4. Bidding on the "Awareness" Stage

The traditional buying funnel assumes consumers move sequentially from broad to narrow queries, but empirical data suggests managers should re-evaluate this bidding strategy.

• High Performance of Broad Queries: "Awareness" queries (broad, non-branded terms) often generate more sales revenue at a lower cost than specific "Purchase" queries.

• Targeting Strategy: Managers are advised not to ignore Awareness key phrases; including these relatively generic terms alongside "long-tail" purchase terms can save costs while generating higher revenue.

5. Optimising Retargeting and Targeting Policies

While retargeting is a common industry practice, managers should be cautious about its implementation.

• Selective Intervention: Retargeting can sometimes hurt purchase probability by annoying customers. Instead, managers should use path analysis to identify specific customer segments where retargeting is most likely to increase conversion.

• Economic Value: Identifying the right customer to target with an intervention (like an extra email) can yield significant revenue increases, as the advantage of targeting is often contingent upon the specific path a customer has taken to the site.

References

Anderl, E., Schumann, J.H. and Kunz, W., 2016. Helping firms reduce complexity in multichannel online data: A new taxonomy-based approach for customer journeys. Journal of Retailing, 92(2), pp.185-203.

Cai, Y.J. and Choi, T.M., 2023. Omni-channel marketing strategy in the digital platform era. Journal of Business Research, 168, p.114197.

Filippou, G., Georgiadis, A.G. and Jha, A.K., 2024. Establishing the link: Does web traffic from various marketing channels influence direct traffic source purchases?. Marketing Letters, 35(1), pp.59-71.
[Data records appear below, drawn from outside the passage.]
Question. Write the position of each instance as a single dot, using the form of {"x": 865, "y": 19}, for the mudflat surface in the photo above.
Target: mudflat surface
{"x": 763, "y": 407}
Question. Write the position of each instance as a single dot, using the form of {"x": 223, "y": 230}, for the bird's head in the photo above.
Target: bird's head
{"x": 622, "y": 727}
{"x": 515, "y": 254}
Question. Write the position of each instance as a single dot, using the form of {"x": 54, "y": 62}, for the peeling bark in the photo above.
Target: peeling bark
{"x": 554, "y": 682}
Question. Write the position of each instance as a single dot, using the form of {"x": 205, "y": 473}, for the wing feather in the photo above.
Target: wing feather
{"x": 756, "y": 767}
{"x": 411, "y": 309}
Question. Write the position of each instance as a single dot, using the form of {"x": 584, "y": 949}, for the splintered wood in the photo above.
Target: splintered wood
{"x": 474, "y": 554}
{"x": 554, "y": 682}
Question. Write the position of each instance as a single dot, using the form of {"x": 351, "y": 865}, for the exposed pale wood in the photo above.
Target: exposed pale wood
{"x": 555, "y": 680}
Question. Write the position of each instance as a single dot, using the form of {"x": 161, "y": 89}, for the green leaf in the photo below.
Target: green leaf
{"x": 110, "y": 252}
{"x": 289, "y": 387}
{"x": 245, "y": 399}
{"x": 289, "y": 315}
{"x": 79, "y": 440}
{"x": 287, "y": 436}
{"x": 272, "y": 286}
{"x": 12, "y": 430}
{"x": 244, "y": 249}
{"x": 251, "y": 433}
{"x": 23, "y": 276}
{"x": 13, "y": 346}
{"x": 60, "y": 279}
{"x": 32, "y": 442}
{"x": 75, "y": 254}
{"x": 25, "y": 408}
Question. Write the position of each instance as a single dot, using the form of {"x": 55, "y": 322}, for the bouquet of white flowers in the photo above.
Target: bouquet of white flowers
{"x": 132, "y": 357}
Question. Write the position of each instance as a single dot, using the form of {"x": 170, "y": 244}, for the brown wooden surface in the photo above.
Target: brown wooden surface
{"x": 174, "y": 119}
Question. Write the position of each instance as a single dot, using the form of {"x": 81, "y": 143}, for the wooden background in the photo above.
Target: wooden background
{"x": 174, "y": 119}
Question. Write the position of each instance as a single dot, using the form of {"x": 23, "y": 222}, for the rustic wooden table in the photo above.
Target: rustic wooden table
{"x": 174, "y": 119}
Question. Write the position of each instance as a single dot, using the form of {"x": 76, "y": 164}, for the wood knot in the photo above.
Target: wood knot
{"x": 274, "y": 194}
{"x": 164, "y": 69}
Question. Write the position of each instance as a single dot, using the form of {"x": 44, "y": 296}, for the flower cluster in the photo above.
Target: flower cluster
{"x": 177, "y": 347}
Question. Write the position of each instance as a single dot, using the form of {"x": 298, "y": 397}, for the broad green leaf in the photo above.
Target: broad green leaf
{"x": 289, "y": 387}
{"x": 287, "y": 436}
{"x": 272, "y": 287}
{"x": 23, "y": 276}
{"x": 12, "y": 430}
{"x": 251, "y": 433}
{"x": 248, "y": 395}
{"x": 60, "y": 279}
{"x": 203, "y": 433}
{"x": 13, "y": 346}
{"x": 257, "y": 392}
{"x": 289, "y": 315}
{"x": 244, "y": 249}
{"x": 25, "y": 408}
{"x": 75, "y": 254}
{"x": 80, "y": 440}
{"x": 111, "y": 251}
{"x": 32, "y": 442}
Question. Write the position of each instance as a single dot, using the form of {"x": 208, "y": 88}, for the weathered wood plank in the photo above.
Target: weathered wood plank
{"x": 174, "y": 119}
Kakalejčík, L., Bucko, J. and Danko, J., 2020. Impact of direct traffic effect on online sales. Journal of Research in Interactive Marketing, 14(1), pp.17-32.

Kannan, P.K., Reinartz, W. and Verhoef, P.C., 2016. The path to purchase and attribution modeling: Introduction to special section. International Journal of Research in Marketing, 33(3), pp.449-456.

Li, H. and Kannan, P.K., 2014. Attributing conversions in a multichannel online marketing environment: An empirical model and a field experiment. Journal of marketing research, 51(1), pp.40-56.

Shankar, V. and Kushwaha, T., 2021. Omnichannel marketing: Are cross-channel effects symmetric?. International Journal of Research in Marketing, 38(2), pp.290-310.